I recently bought half a pastured pig from my nephew.
In case you didn’t know, half a pig is a whole lotta pig. Like, 60 pounds. So when I got home with a year’s worth of pork, I stuffed my chest freezer with it. There were three pork shoulders left from last year’s pig purchase, so I took them out to put them on top – so that I’d be sure to use those first.
Which would have been exactly the thing to do if I hadn’t forgotten to put them back in! Instead, they sat out on the floor of my basement the entire night. I didn’t remember them until the next morning. When I did remember them, I knew I’d have to cook them up since you can’t re-freeze meat. So that decided the issue of what to have for dinner that night! (and every other night for the next two weeks….)
Pork shoulder is great for pulled pork – like my Carolina Pork BBQ – but it’s also really good slow roasted. It comes out all melty and falling apart and delicious. And you can roast some root veggies right in the pan with the pork and have a whole meal out of it, so it’s an easy meal!
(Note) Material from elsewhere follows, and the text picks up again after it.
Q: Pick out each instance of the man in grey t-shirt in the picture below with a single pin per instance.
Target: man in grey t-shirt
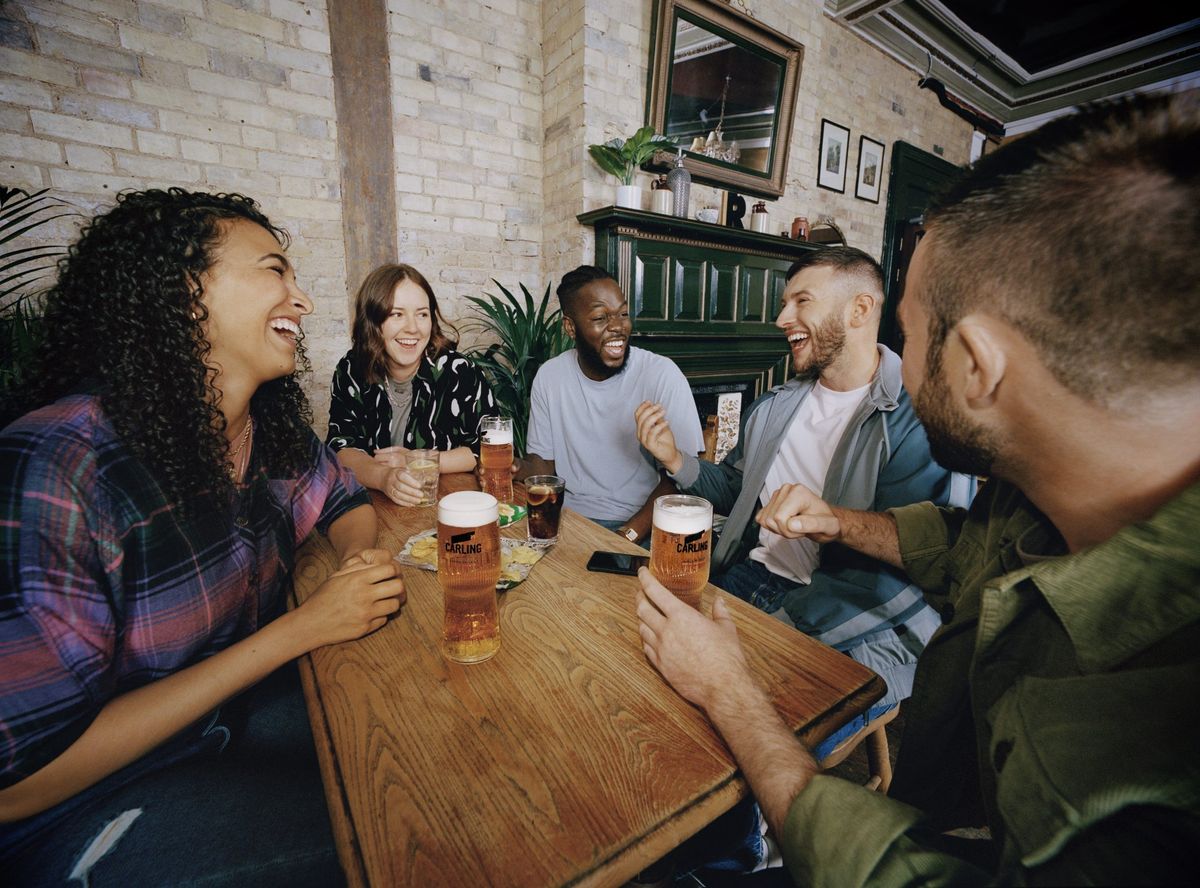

There should be a nice layer of fat on one side of your pork shoulder. You want to take a very sharp knife and score it an inch apart so that you cut through the fat, but don’t cut into the meat. Then take some salt and rub it all over, being careful to get it into the cuts. Season it all over with salt and pepper then put it fat side up on a rack in a roasting pan.
Stick it in a preheated 425 degree oven for half an hour, then cover it with tin foil and turn the heat down to 325.
And then you just let it go! Let it roast for 4 hours. The fat on the top will melt down and make the meat nice and moist and tender and create great drippings in the bottom of the pan.
After 4 hours, take it out of the oven and remove the roast to another platter. You’ll have all these nice drippings in the pan created from the meat.
Take a spatula and stir it around, getting the browned bits off the bottom and mixed in with the fat. Then put in a bunch of chopped onions and root veggies. I usually toss in some garlic cloves too for flavor.
Toss the veggies around to coat them in the drippings. You want them to be completely coated, with enough left in the bottom of the pan to thoroughly cook them. If you don’t have enough drippings for this, add some lard, palm shortening (this is the brand I get from my grocery store), or ghee until there’s enough fat for them to cook in. Those three fats are the only real-food fats that work well at high temperature, which is why you want to stick with those.
Nestle the roast back in with the veggies and turn the heat up to 400.
Stick it back in the oven for about 30-45 minutes, or until the veggies are tender and a meat thermometer reads 185 internal temperature. If at half an hour the roast is at temperature but the veggies aren’t done yet, then remove the roast to a platter and cover with tin foil to wait until the veggies are ready.
When it’s done, the meat will be super tender and should pull apart easily!
If you’re keeping it simple, just serve up with the root veggies for an all-in-one meal.
Or serve with a salad and some stewed apples for a great more well rounded meal!
Any way you serve it, it’ll be delicious!
(Which is a good thing – because we’re going to be eating it for a while….)
- 4-5 lb pork shoulder, preferably at room temperature
- salt and pepper
- 3 onions, cut into wedges
- 5-7 carrots, sliced into 1-2 inch pieces (peeled if not organic)
- 4-5 potatoes, cut into equal sized chunks (peeled if not organic, unpeeled if organic)
- 4 cloves garlic
- optional: lard, palm shortening, or ghee if necessary to add to the pan drippings
- Preheat oven to 425.
- Cut into the fat side of the roast at one inch intervals, cutting through the fat layer but not into the meat.
- Season it all over with salt and pepper, being sure to rub salt into the cuts in the fat.
- Put the roast on a rack in a roasting pan and roast for half an hour.
- After half an hour cover the roast with tin foil and turn the temperature down to 325. Roast for 4 hours.
- After 4 hours remove from the oven and transfer the roast to a platter. Use a spatula to scrape all the browned bits from the bottom of the roasting pan and mix them together with the fat.
- Add the cut onions, potatoes, carrots and garlic into the pan and stir it to completely cover with the pan drippings. If there aren't enough drippings to fully coat and cook the veggies, you can add some lard, palm shortening, or ghee to supplement. (those three fats are the only real-food fats that are okay at high temperatures which is why you want to stick to them.)
- Turn the oven temperature up to 400.
- Nestle the roast back in with the veggies and return to the oven. Check at 30 minutes to see if the veggies are tender and the roast has reached an internal temperature of 185. If the roast is done but the veggies are not yet done, remove the roast to a platter and cover with tin foil while you wait for the veggies to fully cook.
- Once the veggies are tender and the roast is 185 degrees, it's time to eat!